Managing morning meals
The pandemic was a wake-up call for how hotels operate, including how they manage the morning meal. Building on what they’ve learned, Singh says Hilton has revised its standards and structure to ensure operations run more efficiently.

“[We’ve] moved away from the traditional buffet — it looks fantastic but from a cost perspective it didn’t make sense — [to] a re-vamped continental buffet, with healthier options like power bowls, which are full of fruit, chia, flax and hemp seeds. All the hot items are cooked to order off of a menu. We don’t have chafers full of sausages, bacon and potatoes like we did in the past.”

And in the past, it is. Singh says these changes, including no more hosts and greeters, no cook-to-order stations, and just one server during weekdays, are here to stay. And with inflation, “Costs are skyrocketing, from wages to food, [so] it’s very hard to drive the bottom line.”
He says these changes didn’t help significantly with that bottom line. Aside from eliminating some items from the continental side, bacon and eggs are staples, he says, and are still stocked, regardless of the higher costs.

But the changes have proven an upside to the pandemic. “In terms of food-and-beverage offerings, a lot of focus and emphasis has been on reducing costs while at the same time ensuring we can maintain our level of guest satisfaction and to grow it further. We can better maintain quality [by streamlining the service].”

The new normal
Shazma Charania, president, ZS Holdings Ltd., says its multiple Holiday Inn properties across Red Deer, Hinton and Edson opened and closed about a half dozen times. She says the brand offered several options to comply with municipal and provincial government guidelines, from complete shutdown to grab-and-go, to staff serving breakfast using disposable cutlery and plates, to now back to a full, self-serve buffet.

“Our brand standard is our famous cinnamon bun, and if we couldn’t deliver on that, because of supply-chain issues, we would give a product that was similar, and guests were fine.”

She says that now, with inflation to contend with, it’s costing more to service the same customer, but, “We would rather have the service open and provide a good breakfast versus having an empty hotel.”

Morton says, even prior to the pandemic, there had been discussions across brands about breakfast, such as, “Is this an opportunity to re-imagine what breakfast is?”

He says the company ran surveys that tested multiple options across 30 hotels and found limiting items worked best.

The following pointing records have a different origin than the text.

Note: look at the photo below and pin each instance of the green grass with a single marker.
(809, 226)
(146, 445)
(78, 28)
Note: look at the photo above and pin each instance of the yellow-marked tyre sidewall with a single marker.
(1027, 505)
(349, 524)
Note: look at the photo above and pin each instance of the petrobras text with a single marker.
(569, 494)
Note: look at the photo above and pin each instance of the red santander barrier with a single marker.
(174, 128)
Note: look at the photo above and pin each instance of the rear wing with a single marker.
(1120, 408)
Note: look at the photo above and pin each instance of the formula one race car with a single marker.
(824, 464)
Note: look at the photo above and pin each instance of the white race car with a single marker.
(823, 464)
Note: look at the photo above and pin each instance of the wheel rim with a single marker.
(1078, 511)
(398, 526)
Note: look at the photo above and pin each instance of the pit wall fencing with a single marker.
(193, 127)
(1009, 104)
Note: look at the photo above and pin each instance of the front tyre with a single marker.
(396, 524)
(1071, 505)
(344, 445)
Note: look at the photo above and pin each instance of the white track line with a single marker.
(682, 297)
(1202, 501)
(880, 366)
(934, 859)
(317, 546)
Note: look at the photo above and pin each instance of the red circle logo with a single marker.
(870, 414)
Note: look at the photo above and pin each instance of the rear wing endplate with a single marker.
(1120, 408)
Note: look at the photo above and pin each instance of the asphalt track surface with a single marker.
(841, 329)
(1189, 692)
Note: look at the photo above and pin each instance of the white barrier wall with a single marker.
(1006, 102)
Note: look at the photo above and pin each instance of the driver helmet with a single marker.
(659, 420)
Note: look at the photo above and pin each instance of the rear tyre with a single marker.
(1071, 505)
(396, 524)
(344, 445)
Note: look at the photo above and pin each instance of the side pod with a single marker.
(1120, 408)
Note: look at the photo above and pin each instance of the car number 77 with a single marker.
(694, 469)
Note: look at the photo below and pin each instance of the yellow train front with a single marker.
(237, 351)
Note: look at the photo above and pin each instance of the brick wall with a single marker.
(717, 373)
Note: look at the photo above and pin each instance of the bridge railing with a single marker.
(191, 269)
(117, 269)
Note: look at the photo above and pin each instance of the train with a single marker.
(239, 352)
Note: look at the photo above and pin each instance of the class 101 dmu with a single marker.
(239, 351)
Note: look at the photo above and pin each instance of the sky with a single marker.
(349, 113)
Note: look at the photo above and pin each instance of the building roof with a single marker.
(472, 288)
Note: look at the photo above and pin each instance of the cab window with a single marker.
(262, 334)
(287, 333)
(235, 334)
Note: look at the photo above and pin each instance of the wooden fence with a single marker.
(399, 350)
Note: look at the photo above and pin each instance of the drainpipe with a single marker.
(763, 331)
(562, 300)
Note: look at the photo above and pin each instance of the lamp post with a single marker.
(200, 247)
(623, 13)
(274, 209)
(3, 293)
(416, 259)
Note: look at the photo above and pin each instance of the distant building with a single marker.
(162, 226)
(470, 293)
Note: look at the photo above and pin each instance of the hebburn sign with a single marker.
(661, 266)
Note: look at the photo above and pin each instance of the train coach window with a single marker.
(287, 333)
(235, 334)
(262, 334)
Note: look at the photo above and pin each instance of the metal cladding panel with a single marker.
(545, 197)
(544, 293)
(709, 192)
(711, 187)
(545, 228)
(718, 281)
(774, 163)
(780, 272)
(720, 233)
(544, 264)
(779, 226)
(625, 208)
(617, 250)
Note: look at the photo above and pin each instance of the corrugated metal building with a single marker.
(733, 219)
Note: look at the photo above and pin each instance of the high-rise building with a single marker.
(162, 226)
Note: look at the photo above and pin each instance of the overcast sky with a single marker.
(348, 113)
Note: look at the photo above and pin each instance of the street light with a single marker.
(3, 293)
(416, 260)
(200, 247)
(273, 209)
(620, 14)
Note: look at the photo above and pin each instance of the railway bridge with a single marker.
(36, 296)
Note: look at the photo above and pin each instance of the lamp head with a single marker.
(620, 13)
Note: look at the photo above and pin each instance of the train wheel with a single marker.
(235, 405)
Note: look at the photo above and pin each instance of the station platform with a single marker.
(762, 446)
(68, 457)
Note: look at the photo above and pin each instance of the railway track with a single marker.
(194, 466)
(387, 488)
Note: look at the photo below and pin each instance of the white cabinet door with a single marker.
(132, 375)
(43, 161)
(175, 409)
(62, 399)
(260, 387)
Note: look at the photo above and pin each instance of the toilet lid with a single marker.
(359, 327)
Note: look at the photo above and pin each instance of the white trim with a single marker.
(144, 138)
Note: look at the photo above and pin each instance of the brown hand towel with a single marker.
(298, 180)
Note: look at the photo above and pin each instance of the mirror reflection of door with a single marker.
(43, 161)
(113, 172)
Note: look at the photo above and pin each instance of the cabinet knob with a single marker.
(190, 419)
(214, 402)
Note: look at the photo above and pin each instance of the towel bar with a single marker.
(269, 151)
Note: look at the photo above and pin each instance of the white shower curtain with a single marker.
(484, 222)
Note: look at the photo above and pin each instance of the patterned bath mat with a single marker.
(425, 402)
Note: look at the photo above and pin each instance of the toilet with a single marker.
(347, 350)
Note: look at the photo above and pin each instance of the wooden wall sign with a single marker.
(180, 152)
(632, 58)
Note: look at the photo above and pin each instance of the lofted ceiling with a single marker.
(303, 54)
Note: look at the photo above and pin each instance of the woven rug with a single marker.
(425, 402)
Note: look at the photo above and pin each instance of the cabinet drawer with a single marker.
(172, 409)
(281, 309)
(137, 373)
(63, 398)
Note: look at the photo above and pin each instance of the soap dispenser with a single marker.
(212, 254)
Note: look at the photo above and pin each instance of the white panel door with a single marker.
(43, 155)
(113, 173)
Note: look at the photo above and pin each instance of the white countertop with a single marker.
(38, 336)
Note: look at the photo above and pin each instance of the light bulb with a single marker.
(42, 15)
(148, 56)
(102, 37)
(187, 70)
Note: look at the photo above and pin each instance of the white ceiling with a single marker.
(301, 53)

Where once they offered five different breads, for example, they now offer two, and have reduced the number of cereals.

“We [also] realized a lot of cost savings by eliminating the waste of having all that product sitting out there, and by reducing the hours that breakfast would be offered. It was something we needed to do to truly understand what is important to the guest. Is it really important to have that much variety? And guests said no, but whatever you put out there, it better be good, it better be fresh, and it better be appetizing. It’s changed the way we do business, for sure.”

Singh agrees. “Every day the playbook is being written and re-written. We do something yesterday and today we have to course correct so we can ensure we are meeting the expectations of all our stakeholders, whether they’re owners or guests or team members or the brand, because their expectations are constantly changing with all the variables. It’s quite a time for this business right now.”